Car Insurance Suspensions
Failure to provide auto insurance will bring a Texas suspended drivers license to operators of motor vehicles. Drivers with suspended or revoked drivers licenses must submit proof of a Financial Responsibility Insurance Certificate (SR-22) at the TX Department of Public Safety. In addition, drivers must maintain the insurance coverage for at least two years from the conviction date. Note that providing an insurance card or policy will not substitute an SR-22 form.
Note: Drivers, who have car insurance but are unable to provide proof at the moment of conviction, may submit the proof to the TX DPS. The driving license suspension can then be waived but the driver will still have to pay a surcharge.
Traffic Summons or Failure To Pay
Drivers can get a Texas suspended driving license due to a failure to appear in court or a failure to pay a traffic ticket or a fine. When facing a ticket or a fine, motorists are required to handle them at a Texas court. By doing so, drivers can establish the amount of fines and costs owned, and request a trial in order to answer those charges. Ignoring a payment will notify the state DPS and will show on your TX driving record. Note that a failure to pay a ticket or a fine will not only be written on your record, but it will also prevent you from operating a motor vehicle, or renewing your credentials.
Note: Violations may be reported to the TX DPS by more than one court. Drivers must contact each court where their appearance is required.
Texas Hardship Drivers License
Prior to reinstating drivers licenses in Texas, drivers may be eligible to acquire hardship (occupational) licenses. The occupational license is also known as an essential need license which can be obtained by drivers whose credentials have been suspended, revoked or denied. Motorists can request an occupational license for work purposes, school-related activities, or for performance of essential household needs.
Drivers with suspended drivers licenses in Texas are considered ineligible to get occupational licenses if they operate commercial vehicles or if their credentials were suspended due to medical reasons or failure to pay child support. The Justice of the Peace, county or district court determines whether a driver is eligible to be issued an occupational license. If a driver's hardship is deemed valid, then a court order is granted to allow the issuance of an occupational license.

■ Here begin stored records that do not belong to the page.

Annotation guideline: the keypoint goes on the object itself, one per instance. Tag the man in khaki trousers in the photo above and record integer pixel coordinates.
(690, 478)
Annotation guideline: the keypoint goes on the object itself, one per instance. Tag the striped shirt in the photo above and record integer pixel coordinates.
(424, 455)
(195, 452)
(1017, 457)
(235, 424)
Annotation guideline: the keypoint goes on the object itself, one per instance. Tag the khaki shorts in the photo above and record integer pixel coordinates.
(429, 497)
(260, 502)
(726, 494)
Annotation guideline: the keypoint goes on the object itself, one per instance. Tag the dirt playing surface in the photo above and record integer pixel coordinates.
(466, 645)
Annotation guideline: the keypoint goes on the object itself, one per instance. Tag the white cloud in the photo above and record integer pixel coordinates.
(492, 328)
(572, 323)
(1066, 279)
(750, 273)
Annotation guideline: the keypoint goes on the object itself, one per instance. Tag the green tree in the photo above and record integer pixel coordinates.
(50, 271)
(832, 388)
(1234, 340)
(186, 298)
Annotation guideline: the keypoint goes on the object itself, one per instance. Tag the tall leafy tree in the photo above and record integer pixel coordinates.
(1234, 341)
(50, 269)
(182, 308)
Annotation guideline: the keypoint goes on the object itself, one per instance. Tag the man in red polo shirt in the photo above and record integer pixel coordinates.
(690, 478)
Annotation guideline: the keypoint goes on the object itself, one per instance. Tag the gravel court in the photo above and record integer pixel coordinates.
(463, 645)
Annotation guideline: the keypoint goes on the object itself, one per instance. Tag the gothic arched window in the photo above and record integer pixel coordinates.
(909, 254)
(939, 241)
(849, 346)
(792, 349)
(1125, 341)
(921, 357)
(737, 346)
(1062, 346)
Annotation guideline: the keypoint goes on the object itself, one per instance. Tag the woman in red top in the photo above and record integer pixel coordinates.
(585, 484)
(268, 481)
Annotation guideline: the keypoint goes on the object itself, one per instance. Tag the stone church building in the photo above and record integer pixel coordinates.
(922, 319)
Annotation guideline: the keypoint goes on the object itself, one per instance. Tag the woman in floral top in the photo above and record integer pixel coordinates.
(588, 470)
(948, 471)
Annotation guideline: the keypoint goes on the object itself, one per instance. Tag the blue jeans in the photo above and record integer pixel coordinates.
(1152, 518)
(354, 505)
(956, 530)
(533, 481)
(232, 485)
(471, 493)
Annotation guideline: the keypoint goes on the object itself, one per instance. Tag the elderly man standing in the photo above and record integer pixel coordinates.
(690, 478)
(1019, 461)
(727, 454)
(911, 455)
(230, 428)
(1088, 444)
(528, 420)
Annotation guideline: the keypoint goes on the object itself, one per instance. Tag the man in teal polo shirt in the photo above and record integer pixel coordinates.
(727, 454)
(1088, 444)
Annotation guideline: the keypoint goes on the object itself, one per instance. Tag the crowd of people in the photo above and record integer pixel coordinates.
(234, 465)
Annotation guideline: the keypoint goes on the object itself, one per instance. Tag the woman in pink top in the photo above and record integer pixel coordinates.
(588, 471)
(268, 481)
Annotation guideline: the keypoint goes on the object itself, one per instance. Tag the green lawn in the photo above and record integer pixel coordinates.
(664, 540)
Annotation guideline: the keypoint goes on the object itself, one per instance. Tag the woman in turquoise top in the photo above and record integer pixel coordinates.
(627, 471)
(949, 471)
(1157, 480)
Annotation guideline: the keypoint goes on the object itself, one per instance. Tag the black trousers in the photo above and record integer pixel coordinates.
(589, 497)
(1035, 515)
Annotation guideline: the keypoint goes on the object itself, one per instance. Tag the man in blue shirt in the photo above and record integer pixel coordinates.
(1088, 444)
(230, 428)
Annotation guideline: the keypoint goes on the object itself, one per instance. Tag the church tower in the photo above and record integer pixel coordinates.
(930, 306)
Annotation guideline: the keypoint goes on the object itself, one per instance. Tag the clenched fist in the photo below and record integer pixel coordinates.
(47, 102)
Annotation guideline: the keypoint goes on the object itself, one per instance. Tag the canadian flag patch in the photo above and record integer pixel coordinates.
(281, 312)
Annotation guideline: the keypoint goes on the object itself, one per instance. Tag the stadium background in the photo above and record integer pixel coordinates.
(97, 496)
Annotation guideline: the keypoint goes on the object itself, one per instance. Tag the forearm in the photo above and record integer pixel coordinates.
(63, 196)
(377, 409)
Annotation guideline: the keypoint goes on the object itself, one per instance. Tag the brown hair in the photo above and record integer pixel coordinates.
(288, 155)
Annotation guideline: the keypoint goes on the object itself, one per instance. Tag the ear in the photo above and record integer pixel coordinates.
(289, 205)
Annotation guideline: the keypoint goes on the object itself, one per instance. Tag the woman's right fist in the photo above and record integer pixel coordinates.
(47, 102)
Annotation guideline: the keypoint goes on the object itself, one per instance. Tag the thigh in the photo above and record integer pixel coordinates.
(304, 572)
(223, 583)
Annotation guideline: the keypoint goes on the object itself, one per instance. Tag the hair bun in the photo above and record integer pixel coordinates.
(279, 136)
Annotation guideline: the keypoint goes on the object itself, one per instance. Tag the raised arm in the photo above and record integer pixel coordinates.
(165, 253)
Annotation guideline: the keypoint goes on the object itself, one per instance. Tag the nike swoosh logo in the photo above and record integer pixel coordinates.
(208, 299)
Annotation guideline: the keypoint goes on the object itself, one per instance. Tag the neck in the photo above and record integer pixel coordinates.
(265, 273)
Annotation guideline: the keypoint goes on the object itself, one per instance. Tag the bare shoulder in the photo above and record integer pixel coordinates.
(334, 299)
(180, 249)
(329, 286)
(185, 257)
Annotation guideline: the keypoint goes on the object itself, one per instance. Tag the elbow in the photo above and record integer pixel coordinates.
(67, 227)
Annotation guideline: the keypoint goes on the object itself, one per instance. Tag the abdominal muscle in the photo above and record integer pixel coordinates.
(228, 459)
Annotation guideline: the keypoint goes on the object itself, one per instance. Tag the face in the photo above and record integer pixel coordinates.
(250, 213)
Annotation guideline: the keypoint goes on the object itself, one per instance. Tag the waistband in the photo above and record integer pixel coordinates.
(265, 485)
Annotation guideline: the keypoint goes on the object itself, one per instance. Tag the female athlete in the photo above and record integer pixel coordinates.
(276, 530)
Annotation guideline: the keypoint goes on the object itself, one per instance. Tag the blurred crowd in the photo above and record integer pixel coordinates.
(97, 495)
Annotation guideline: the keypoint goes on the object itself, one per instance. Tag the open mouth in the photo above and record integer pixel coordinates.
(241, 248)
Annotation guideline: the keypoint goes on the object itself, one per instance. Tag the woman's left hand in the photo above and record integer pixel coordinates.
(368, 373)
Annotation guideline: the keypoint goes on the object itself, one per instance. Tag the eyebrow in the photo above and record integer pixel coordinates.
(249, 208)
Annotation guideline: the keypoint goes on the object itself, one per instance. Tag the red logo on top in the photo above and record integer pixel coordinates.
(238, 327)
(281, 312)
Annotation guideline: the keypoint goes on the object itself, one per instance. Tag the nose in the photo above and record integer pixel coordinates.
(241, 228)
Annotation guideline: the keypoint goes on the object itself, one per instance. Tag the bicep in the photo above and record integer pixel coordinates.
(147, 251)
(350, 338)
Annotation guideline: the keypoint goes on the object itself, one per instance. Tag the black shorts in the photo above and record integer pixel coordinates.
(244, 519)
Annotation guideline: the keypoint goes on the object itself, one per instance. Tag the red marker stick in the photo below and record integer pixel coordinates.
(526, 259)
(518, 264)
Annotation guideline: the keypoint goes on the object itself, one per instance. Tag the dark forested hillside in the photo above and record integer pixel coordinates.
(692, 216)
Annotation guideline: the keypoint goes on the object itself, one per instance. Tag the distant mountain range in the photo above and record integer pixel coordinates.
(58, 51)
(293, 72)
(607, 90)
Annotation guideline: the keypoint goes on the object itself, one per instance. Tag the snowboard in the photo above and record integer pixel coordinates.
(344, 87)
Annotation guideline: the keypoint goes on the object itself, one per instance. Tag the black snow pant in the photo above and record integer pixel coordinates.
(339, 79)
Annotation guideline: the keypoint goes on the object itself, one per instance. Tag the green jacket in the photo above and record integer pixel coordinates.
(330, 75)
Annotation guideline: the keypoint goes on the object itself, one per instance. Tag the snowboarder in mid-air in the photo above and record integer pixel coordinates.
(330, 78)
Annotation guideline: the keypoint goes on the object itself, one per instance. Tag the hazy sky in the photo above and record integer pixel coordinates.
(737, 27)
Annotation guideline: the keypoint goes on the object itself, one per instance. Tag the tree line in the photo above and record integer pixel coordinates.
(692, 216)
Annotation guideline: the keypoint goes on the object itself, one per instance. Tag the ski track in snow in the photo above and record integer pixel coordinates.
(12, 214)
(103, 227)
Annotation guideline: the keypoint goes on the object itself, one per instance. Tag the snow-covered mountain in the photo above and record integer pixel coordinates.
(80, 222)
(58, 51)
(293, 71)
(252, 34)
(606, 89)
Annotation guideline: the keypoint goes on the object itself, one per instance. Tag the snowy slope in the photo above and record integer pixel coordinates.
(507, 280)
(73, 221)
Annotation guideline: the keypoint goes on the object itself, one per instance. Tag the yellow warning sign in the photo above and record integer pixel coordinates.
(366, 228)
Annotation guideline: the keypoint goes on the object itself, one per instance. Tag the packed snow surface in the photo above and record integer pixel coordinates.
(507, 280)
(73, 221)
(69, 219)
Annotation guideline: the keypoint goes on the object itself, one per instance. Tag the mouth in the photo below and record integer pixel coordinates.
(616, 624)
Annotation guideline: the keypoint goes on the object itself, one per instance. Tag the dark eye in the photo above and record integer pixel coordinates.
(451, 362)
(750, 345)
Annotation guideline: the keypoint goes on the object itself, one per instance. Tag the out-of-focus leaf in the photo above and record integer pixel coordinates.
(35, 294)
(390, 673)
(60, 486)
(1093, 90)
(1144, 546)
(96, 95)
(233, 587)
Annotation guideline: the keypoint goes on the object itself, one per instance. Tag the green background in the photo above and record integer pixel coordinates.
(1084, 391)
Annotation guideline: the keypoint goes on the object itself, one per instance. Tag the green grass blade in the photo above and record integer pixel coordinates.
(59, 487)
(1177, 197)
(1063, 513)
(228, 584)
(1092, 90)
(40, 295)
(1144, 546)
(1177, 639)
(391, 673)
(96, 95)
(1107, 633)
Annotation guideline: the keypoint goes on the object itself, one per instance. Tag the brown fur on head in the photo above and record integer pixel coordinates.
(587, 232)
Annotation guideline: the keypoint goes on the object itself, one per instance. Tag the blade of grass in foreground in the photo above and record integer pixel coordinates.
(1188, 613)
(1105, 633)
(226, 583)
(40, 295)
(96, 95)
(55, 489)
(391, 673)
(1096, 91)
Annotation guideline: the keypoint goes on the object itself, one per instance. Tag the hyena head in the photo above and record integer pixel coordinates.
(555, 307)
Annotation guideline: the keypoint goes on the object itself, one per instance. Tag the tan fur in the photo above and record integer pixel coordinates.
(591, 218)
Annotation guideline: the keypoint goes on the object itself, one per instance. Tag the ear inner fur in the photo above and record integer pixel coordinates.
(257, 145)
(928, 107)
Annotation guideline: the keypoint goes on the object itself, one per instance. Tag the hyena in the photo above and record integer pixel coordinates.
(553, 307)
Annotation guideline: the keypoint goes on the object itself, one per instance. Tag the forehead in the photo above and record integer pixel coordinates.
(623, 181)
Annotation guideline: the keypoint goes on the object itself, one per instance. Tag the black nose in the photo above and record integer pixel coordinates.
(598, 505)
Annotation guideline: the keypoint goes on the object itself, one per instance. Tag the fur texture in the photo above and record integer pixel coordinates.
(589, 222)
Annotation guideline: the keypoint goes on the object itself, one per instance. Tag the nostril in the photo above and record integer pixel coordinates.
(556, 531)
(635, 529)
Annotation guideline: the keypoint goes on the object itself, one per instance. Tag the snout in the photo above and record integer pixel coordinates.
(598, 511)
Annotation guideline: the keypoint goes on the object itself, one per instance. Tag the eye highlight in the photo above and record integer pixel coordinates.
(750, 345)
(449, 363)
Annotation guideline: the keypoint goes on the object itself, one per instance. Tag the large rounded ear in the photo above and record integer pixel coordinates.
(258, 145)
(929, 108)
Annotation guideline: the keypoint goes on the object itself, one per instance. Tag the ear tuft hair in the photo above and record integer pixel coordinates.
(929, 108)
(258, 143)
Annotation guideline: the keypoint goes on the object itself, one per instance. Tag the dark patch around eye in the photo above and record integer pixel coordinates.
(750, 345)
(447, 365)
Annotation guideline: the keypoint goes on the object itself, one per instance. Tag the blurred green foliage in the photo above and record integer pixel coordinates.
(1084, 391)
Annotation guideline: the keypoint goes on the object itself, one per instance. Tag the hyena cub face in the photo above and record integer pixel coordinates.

Note: Drivers requesting an occupational license may have to fulfill a portion of their suspension period before they can submit their request. For instance, motorists who have committed a drug or alcohol-related offense must serve 90 days of their suspension period, while applicants with an intoxication-related conviction must wait 180 days. In addition, drivers are required to wait one year if two or more administration license revocations are listed on their driving records.
Applying For A Texas Hardship License
Drivers with suspended, denied or revoked drivers licenses in Texas may apply for an occupational license at a local Department of Public Safety office. To begin the process, applicants must submit the following:
- Certified copy of the court order.
- Certified copy of the petition (if the individual does not participate in a special drug court program).
- Financial Responsibility Insurance Certificate (SR-22).
- Payment of $10 fee per year for the occupational license.
- Payment for reinstatement fees.
Apart from applying in person at a regional DMV branch, drivers can mail, fax or email any necessary payment and documents to the Texas DPS.
Note: Drivers who are granted a court order for the issuance of an occupational license may use this official document for 45 days as a driving credential, while awaiting their occupational license.